Markets around the world hit their respective highs over the last month. Since then there has been some modest volatility in most markets, however, most of the markets have returned to their previous highs. Japan is an interesting case, having eventually passed it’s 1980’s high point for the first time in 40 years. Japan’s market is bucking the trend in most developed economies, expecting rises in interest rates rather than declines. This is good for Japanese companies as that will make the Yen even stronger, making raw materials more affordable in the industry heavy country.

The US had even more good data released this month showing a strong labour market and wage growth, which can result in higher inflation if it is too high. Retail sales also accelerated at the start of this year. This means that interest rate cuts are still likely going forward, although not necessarily as quickly as previously thought earlier in the year.

While there is some concern that certain technology shares are overpriced this seems not to be the case in the wider US market. A ‘soft’ landing is seeming to be more probable from the recent recession, meaning that most investment managers are investing more in the US market as it has the more likely expected growth over the next couple of years.

Inflation in Europe is edging towards the target of 2.1%, again meaning that cuts to interest rates seem more likely in the summer, however, the European Central Bank seems to be holding fast to hard inflation targets, indicating that they will cut rates when the target is met, rather than pandering to pressure to reduce them earlier to help the economy.

Europe, similarly to the UK, does not have a huge technology sector which looks to be driving growth around the globe. However, there seems to be room for appreciation in European markets to outperform in real terms. The Euro and shares in the European exchanges seem cheap relative to their US counterparts, meaning exposure to this market could see good returns long term.

The UK is a different story. Whilst there has been some good news in that GDP turned positive in January after the recent technical recession, inflation fell by more than expected in March, and the housing market continued its recovery as well. Fears had been around since the recent raise of interest rates that both demand for and prices of housing stock would shrink in the current market conditions which are directly affecting mortgage costs. Now that house prices are stabilised, the Royal Institute of Chartered Surveyors house price index showing a steady 5% growth, house builders are re-entering the market which will have a positive effect on both the housing crises and the wider economy.

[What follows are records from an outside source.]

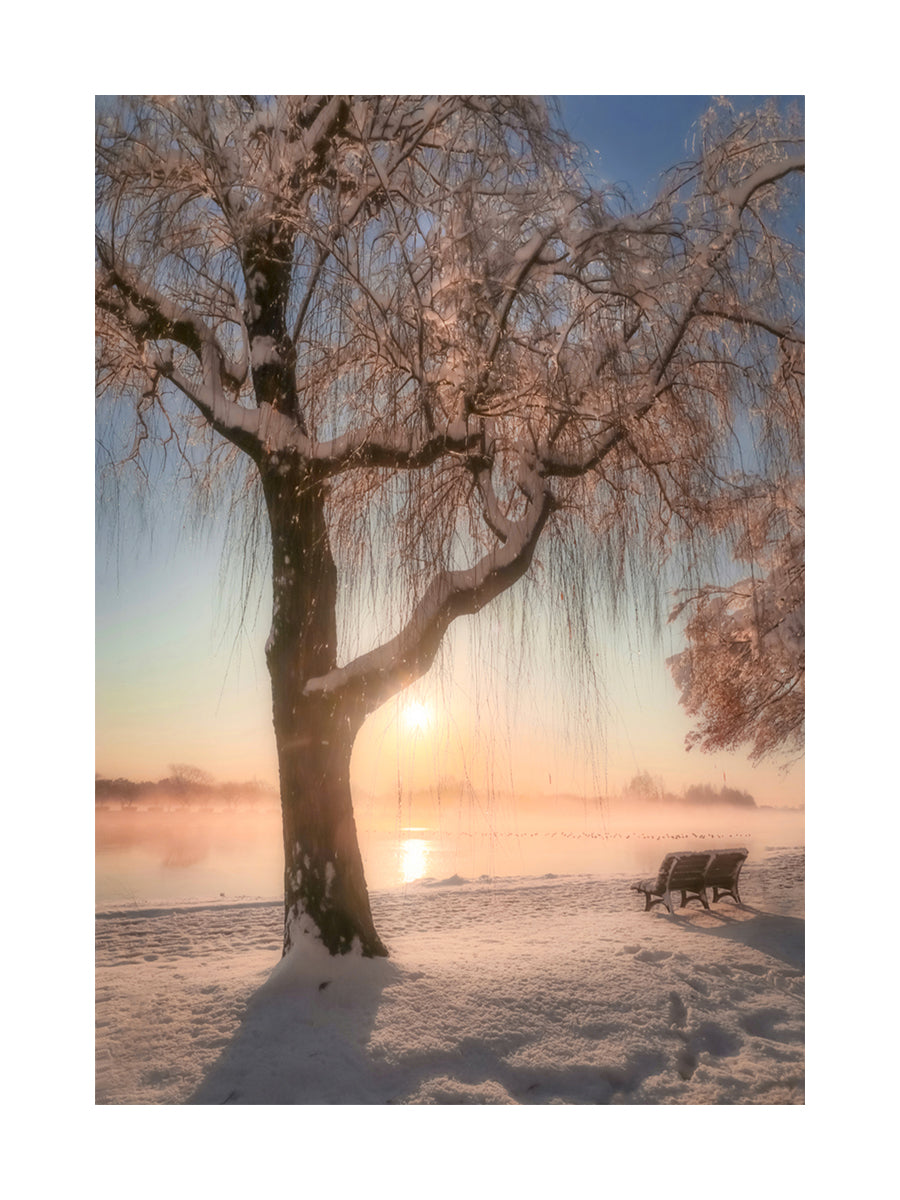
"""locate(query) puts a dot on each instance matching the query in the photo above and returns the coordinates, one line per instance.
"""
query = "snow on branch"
(376, 676)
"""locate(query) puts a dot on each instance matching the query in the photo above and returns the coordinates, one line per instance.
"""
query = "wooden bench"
(691, 873)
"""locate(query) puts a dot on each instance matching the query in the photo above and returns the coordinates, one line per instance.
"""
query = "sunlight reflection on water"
(165, 856)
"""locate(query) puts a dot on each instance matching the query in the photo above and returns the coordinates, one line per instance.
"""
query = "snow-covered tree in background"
(411, 334)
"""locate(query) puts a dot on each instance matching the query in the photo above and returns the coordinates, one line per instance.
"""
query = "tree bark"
(325, 892)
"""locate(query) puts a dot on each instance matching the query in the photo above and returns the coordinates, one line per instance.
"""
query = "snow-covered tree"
(430, 345)
(743, 670)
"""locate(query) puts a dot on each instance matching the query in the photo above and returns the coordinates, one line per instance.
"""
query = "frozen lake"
(150, 857)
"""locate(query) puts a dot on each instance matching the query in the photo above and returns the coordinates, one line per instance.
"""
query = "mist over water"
(148, 856)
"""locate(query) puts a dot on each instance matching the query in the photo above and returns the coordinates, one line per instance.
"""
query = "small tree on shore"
(413, 334)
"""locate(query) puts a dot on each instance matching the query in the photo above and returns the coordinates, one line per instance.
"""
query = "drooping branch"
(376, 676)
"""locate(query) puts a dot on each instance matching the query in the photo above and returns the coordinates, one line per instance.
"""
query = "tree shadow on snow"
(305, 1033)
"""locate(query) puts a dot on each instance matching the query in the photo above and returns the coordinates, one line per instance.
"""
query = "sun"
(417, 717)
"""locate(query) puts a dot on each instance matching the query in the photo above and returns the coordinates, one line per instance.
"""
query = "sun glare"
(417, 717)
(414, 857)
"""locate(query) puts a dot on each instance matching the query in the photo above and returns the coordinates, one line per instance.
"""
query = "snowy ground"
(529, 990)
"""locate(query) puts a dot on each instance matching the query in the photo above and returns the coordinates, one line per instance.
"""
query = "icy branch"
(381, 673)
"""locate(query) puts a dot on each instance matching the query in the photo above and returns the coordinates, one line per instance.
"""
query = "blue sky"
(178, 681)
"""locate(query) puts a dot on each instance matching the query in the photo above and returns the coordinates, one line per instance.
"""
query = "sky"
(179, 679)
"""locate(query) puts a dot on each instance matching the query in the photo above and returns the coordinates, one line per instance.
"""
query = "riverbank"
(527, 990)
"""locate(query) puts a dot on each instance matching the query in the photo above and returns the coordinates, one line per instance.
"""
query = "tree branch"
(375, 677)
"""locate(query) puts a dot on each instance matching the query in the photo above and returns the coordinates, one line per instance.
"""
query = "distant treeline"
(643, 789)
(185, 786)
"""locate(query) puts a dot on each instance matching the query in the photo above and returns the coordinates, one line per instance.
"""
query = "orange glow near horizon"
(417, 717)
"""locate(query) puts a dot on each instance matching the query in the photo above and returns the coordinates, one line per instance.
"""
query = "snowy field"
(522, 990)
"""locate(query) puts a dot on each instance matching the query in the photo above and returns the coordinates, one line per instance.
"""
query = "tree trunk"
(325, 891)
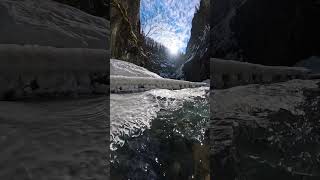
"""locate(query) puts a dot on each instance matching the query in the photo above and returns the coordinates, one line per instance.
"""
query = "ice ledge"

However, UK share prices, currently cheap by global standards, are unloved by investors. The UK stock market is dominated by sectors such as financials and energy, classed as value shares, and is weak in sectors like technology, classed as growth shares. The current trend, which shows no signs of retreating, is for growth shares. This means that for more cautious portfolios and for very long term investments UK shares offer a lot of value, but are expected to underperform over the next few years. Some UK funds in specialised sectors may outperform, but generally are expected to fall a little by the wayside compared to their US/European or Global peers.

The UK budget in March was a bit of a non-event in terms of the effect on the markets. There were no surprises with everything announced either in advance or already expected. However, the cut in national insurance has worried macro-economists as it has not been fully costed. 2 years ago Rishi Sunnak announced a rise in NI to help pay for social care, now ministers are aiming to get rid of NI entirely! Has the social care crises been resolved in the last 18 months? Of course not. Up to 70% of local council’s budgets are currently being spent on social care for the elderly and children and 1 in 5 councils are in real risk of going effectively bankrupt. Whilst a tax give away can often be expected in a Budget before a general election, the cut in NI won’t benefit the largest Tory base, pensioners. Only workers pay national insurance, pensioners, savers, and those who live on their investments don’t, therefore I believe its simply a trap for the next  government, ie Labour. They will have to start their term with no real money to play with and one of the first things they will have to do is reverse these cuts or raise taxes heavily elsewhere, none of which will be popular. They likely won’t make any real headway in their first, and possibly only, term, making a Conservative comeback more likely.

Finally, Emerging Markets and Asia Pacific are in a similar position to the UK but for different reasons. Their markets are undoubtedly cheap, but with so much of their growth coming from commodity prices we don’t expect much upside to those values in the coming months.